Donnerstag, 19. November 2009

Frost/Nixon (Ron Howard, 2008) gesehen, gebannt gewesen. Richard Frost (gespielt von Michael Sheen), ein britischer Playboy und Fernsehentertainer, nimmt es auf eigenes unternehmerisches Risiko mit einem dicken Fisch auf, dem amerikanischen Skandalpräsidenten Richard Nixon. Er gewinnt Nixon für das erste große Fernsehinterview seit dessen Rücktritt vor drei Jahren. Im Laufe der Vorbereitungen wächst der Druck auf Frost beträchtlich an: Er muss Nixon Sensationelles entlocken, ein Schuldeingeständnis etwa, damit sich die Sendung an die Fernsehsender verkaufen lässt.

Für James Reston (gespielt von Sam Rockwell) ist das keine Frage des Erfolgs, sondern der Ehre. Der von Frost für die Recherchen angeheuerte Journalist kommt in den ersten Sekunden seines Auftritts als unscheinbarer Gelehrter rüber, dann dreht er richtig auf: Dieser Job ist die Gelegenheit, Nixon den Prozess zu machen, den er nie hatte! Sonst macht er’s nicht! Die Bombe von Intellekt und Idealismus, die Reston zündet, machte ihn mir sofort sympathisch. Sein Kollege Bob Zelnick (Oliver Platt) bleibt eine blasse Figur, teilt aber Restons journalistische Berufsehre und steht mit dem Satz „Yeah, he said ‚performer‘“ extrem genial im Mittelpunkt der lustigsten Szene im Film, in der der die Kulturen Kritischer Journalismus und Entertainment wuchtig zusammenprallen.

John Birt (Matthew Macfayden), Frosts Produzent, steht hier auf interessante Weise zwischen den Lagern. Einerseits muss er den verspielten, optimistischen, zum Leichtsinn neigenden Frost auf dem Teppich halten, andererseits Reston und Zelnick beibiegen, dass sie im Showgeschäft Abstriche bei ihren Idealen machen müssen.

Schließlich Richard Nixon, den Frank Langella im Vergleich zum echten Nixon (Schnipsel aus dem historischen Interview gibt’s bei YouTube) geradezu senil spielt. Trotzdem schwadroniert er Frost gekonnt an die Wand, plötzlich ein verkrampft dasitzendes Männchen mit versteinertem Lächeln, das noch nicht einmal sein Handwerk versteht. So geht es im ersten Interview und auch im zweiten und auch im dritten. Nixon stellt sich dar als der gutmütige, leutselige nuschelnde Opa, der insgesamt doch ein feiner Präsident war und auf den Amerika allmählich anfangen sollte, stolz zu sein. Seine brillante Rhetorik stellt der Film glaubhaft dar. Frosts Totalversagen ist dagegen unglaubwürdig, weil nicht nachvollziehbar. Das ist für mich die zentrale Schwäche des Films.

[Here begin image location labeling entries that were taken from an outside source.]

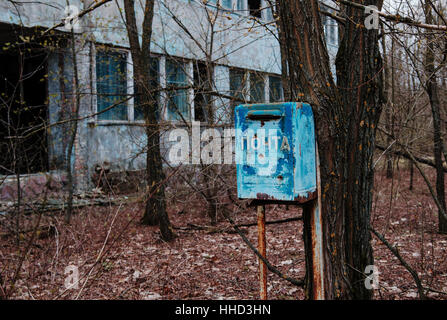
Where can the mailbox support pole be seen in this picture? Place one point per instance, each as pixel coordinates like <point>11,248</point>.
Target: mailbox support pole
<point>317,240</point>
<point>263,251</point>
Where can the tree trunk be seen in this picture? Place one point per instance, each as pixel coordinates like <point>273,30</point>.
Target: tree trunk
<point>433,95</point>
<point>346,117</point>
<point>155,211</point>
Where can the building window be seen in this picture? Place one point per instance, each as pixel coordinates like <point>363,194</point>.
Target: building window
<point>224,3</point>
<point>275,88</point>
<point>202,87</point>
<point>254,7</point>
<point>240,4</point>
<point>111,84</point>
<point>257,93</point>
<point>177,100</point>
<point>237,86</point>
<point>153,85</point>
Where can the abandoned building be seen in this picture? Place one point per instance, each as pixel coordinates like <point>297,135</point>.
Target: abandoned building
<point>37,79</point>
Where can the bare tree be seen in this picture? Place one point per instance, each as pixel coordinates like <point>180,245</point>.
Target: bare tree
<point>155,212</point>
<point>347,113</point>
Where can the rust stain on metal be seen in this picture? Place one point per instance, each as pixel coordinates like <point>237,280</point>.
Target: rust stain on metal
<point>316,259</point>
<point>317,241</point>
<point>310,196</point>
<point>263,250</point>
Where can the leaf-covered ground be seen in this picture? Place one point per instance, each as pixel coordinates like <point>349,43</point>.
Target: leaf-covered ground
<point>118,258</point>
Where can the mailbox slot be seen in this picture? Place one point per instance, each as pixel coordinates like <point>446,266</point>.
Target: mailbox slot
<point>264,115</point>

Im vierten Interview passiert die Wendung, der Mythos: Frost gewinnt die Oberhand und lockt Nixon aufs Glatteis, wo er sich die Worte „I’m saying that when the president does it, it’s not illegal“ leistet, dann aber endlich ein Schuldeingeständnis ablegt, mit dem niemand gerechnet hatte (historisch stimmt das so nicht). Frosts Waffe, mit der er Nixon aus der Fassung bringt, sind neue Informationen zu einem weiteren Gesetzesverstoß, auf deren Spur er mit Hilfe eines drunk call Nixons und Restons Recherchewut gestoßen ist (das stimmt historisch so wohl schon gar nicht). Im Film jedenfalls wird das vierte Interview zu Frosts strahlendem, alles Zusteuern auf das Fiasko vergessen machenden Erfolg, für Nixons Sykophanten und Familie eine Schmach, für den Altpräsidenten selbst jedoch ein befreiendes Erlebnis.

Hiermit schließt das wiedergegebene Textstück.